Décès d'Yvette Roudy, première ministre des "Droits de la femme"
information fournie par AFP 18/08/2026 à 19:09

Yvette Roudy, ancienne ministre socialiste des Droits des Femmes, le 27 décembre 2006 à Paris ( AFP / ERIC FEFERBERG )

Figure du féminisme, à l'origine notamment du remboursement de l'IVG, Yvette Roudy, première ministre des "Droits de la femme" sous François Mitterrand, qui laissa son nom à la loi sur l'égalité professionnelle entre les hommes et les femmes, est décédée mardi à l'âge de 97 ans, a annoncé son neveu à l'AFP.

Yvette Roudy est morte mardi matin dans la résidence médicalisée où elle résidait depuis trois ans, à Cabestany (Pyrénées-Orientales), a précisé Jean-Pierre Saldou, son neveu.

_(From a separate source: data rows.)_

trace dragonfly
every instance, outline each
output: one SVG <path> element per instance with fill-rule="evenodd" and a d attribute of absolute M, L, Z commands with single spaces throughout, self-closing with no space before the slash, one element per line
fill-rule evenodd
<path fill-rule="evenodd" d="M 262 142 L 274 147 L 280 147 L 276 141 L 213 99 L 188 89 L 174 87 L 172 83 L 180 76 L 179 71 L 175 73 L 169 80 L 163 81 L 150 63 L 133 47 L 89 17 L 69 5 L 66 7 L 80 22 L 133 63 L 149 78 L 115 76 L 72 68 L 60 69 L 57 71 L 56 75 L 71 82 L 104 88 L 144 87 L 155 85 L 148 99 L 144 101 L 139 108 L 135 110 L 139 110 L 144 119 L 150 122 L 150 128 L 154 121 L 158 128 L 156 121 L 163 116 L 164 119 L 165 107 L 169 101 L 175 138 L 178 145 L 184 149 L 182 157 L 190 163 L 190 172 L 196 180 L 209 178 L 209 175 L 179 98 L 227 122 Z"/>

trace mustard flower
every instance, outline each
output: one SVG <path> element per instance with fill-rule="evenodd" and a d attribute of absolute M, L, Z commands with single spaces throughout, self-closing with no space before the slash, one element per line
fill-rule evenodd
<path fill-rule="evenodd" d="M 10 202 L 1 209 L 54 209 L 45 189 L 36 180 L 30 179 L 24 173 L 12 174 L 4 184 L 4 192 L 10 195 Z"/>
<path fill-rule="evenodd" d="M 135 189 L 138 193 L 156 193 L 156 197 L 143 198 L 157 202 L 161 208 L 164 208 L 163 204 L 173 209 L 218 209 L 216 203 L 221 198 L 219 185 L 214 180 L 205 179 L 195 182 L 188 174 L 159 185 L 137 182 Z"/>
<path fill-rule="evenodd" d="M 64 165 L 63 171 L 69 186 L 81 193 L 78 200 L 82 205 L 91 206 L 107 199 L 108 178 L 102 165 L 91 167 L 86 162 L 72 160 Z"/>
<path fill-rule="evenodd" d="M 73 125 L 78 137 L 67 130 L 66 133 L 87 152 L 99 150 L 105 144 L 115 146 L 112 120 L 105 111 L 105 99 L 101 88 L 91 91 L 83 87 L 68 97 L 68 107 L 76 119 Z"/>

Si Françoise Giroud avait auparavant été secrétaire d'État à la Condition féminine à partir de 1974, sous Valéry Giscard d'Estaing, Mme Roudy a été entre 1981 et 1986 la première titulaire d'un véritable ministère des "Droits de la femme", donnant à la cause des femmes une place sans précédent au sein de l'exécutif.

Durant son passage au gouvernement, la socialiste fit voter le remboursement de l'IVG par la Sécurité sociale et laissa son nom à la loi de 1983 sur l'égalité professionnelle entre les hommes et les femmes.

Comme ministre, puis comme militante féministe, elle fut l'une des principales inspiratrices de la loi sur la parité de 2000 portée par le gouvernement de Lionel Jospin.

Dans un communiqué, l'Elysée a salué "la mémoire d'une pionnière, d'une grande figure du féminisme" qui a fait "entrer l'égalité au coeur de l'action gouvernementale".

"Jusqu’au bout, elle demeura une militante exigeante, libre et infatigable, convaincue que les droits des femmes ne sont jamais définitivement acquis", a de son côté réagi dans un communiqué la ministre chargée de l'égalité femmes-hommes Aurore Bergé.

"Pionnière"

Son décès a suscité de nombreuses réactions à gauche, le parti socialiste rendant hommage à une ministre qui a "porté des avancées historiques" et "contribué à changer durablement la vie des femmes".

Yvette Roudy, alors ministre des Droits de la femme, assiste à un colloque sur le thème "Femmes et Avenir" à l'occasion de la Journée internationale des femmes, à Paris, le 8 mars 1984 ( AFP / Georges BENDRIHEM )

"Féministe, socialiste, femme de convictions et de combats, elle n’a jamais cessé de défendre ses idées", a tweeté l'ex-président socialiste François Hollande.

Il a rappelé qu'elle avait "fait reconnaître officiellement le 8 mars comme Journée internationale des droits des femmes en France".

Le leader de la France insoumise, Jean-Luc Mélenchon, a rendu hommage à celle dont "la mémoire" doit "rester vivante comme symbole des militantes qui ont assuré l'éveil à la conscience féministe".

"Socialiste, féministe, universaliste, Yvette Roudy a été une pionnière", a également réagi sur X l'ancienne ministre socialiste des Droits des femmes et sénatrice Laurence Rossignol.

Pour Arthur Delaporte, député PS du Calvados où Mme Roudy occupa les mêmes fonctions jusqu'en 2002, Yvette Roudy a laissé une "empreinte politique importante" dans le département.

"Yvette s’employa sans relâche à faire évoluer les lois et les mentalités, en faveur de l’égalité entre les femmes et les hommes, dans la perspective féministe universaliste qui aura toujours guidé son engagement", a salué, dans un communiqué, la Grande loge féminine de France, dont elle était membre.

Au-delà de ses succès, Yvette Roudy se heurta à de fortes résistances : sa proposition d’un quota d’au moins 25% des personnes de l’un ou l’autre sexe sur toutes les listes électorales a été censurée en 1983 par le Conseil constitutionnel qui l'a jugée discriminatoire.

Son projet de féminisation des noms de métier et de fonction a suscité de vives oppositions à l'époque également.

Mme Roudy est restée jusqu'aux dernières années de sa vie "très attentive au devenir des jeunes", a tenu à souligner auprès de l'AFP son neveu.

Ses obsèques seront célébrées le 26 août au cimetière du Montparnasse à Paris, a-t-il précisé.